Two more songs for the desert island
In an earlier post, I talked about my list of "desert island songs," which are songs that have been so horribly overplayed by idiot radio DJs that they need to be forever banished to some remote tropic locale so that decent people don't ever have to hear them again. Today I have two more to add to the list:
1. Jesus Jones, "Right Here, Right Now." At the time (early 1990s), it was an inspiring anthem for people caught up in the unstoppable march of freedom as it rolled like a very large steamroller over the anachronistic communist countries of eastern Europe. "Right here, right now, there is no other place I'd rather be...watching the world wake up from history." Ok, first of all, that makes no sense, but dispensing with the nonsensical nature of the lyrics, we are forced to realize that this song has reached a point where it is the "go-to" pick for any DJ whose station's management has forced him, apparently at gunpoint, to reach into his archives for some "topical" early 90s music. What was once fresh and urgent is now stale and hackneyed, and we would all be better off never listening to this song again.

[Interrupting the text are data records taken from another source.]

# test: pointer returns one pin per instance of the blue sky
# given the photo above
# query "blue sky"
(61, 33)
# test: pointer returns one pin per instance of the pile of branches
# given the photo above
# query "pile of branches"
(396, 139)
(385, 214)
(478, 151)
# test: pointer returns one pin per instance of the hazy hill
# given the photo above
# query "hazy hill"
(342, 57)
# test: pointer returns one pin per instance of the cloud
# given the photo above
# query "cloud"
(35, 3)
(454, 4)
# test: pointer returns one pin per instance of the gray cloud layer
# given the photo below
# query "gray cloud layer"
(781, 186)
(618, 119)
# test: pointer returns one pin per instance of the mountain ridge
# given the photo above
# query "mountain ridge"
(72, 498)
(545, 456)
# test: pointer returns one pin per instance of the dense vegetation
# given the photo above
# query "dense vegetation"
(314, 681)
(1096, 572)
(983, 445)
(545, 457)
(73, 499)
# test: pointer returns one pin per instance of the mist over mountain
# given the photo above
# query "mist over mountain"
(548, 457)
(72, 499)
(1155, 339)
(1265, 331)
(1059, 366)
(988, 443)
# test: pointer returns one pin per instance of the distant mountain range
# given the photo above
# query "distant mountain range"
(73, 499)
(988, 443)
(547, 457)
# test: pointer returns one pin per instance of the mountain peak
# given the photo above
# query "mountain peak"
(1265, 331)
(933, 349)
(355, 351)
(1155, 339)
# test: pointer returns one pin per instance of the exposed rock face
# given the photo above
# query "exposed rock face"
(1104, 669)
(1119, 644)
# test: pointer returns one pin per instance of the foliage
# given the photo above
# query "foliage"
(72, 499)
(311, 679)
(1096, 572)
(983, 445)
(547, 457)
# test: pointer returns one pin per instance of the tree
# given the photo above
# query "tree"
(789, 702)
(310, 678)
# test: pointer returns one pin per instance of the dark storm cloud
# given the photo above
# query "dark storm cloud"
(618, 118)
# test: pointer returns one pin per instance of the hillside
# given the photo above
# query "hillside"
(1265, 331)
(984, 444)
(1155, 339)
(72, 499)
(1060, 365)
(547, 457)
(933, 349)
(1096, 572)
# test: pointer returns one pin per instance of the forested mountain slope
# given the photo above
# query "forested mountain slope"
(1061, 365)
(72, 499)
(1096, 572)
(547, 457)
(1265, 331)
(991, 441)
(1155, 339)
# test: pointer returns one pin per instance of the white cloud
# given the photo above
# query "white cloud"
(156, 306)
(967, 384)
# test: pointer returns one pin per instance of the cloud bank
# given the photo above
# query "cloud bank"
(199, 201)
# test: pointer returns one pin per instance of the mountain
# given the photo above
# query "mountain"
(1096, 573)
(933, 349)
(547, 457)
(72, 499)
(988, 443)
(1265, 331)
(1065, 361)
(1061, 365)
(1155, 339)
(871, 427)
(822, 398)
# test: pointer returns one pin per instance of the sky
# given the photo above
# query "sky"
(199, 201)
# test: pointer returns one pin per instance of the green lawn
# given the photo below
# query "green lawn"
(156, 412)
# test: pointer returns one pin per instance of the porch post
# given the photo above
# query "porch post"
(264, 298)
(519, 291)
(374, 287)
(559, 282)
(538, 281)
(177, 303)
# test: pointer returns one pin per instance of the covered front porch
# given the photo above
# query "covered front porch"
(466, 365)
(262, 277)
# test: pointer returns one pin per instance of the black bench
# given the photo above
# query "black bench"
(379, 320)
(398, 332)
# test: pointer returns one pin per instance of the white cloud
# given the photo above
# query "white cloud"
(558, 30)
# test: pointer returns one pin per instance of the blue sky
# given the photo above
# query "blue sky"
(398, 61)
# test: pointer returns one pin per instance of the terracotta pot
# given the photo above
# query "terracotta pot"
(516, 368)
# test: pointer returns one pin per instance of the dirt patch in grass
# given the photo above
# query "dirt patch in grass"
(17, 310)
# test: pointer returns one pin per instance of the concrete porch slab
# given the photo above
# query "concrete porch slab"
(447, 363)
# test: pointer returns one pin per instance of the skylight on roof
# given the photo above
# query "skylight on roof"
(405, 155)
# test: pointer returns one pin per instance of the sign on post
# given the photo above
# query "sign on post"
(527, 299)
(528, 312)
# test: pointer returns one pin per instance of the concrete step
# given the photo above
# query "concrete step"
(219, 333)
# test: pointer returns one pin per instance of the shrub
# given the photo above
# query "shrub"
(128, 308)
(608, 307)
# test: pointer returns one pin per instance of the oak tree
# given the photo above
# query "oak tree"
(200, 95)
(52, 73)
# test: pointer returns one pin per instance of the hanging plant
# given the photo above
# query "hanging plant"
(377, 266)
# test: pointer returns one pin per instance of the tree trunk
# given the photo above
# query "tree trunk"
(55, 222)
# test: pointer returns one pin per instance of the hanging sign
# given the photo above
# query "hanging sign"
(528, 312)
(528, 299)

2. Beck, "Where It's At." When this song was released, wow, what a revelation. Beck had all kinds of crazy sounds going on, he had a guy who sounded like a Cylon from the original Battlestar Galactica (the cool one with Dirk Benedict, not the new one that is all revisionist and whatnot), he had random drum breaks, and it was loaded with hipster 90s self-referential irony. And, predictably, it became driven into the ground by radio stations looking for "something new and fresh." So, yeah, take the samples, take the chick saying "that's beautiful, dad," and take everything else about this precious song, and ship it off to the island.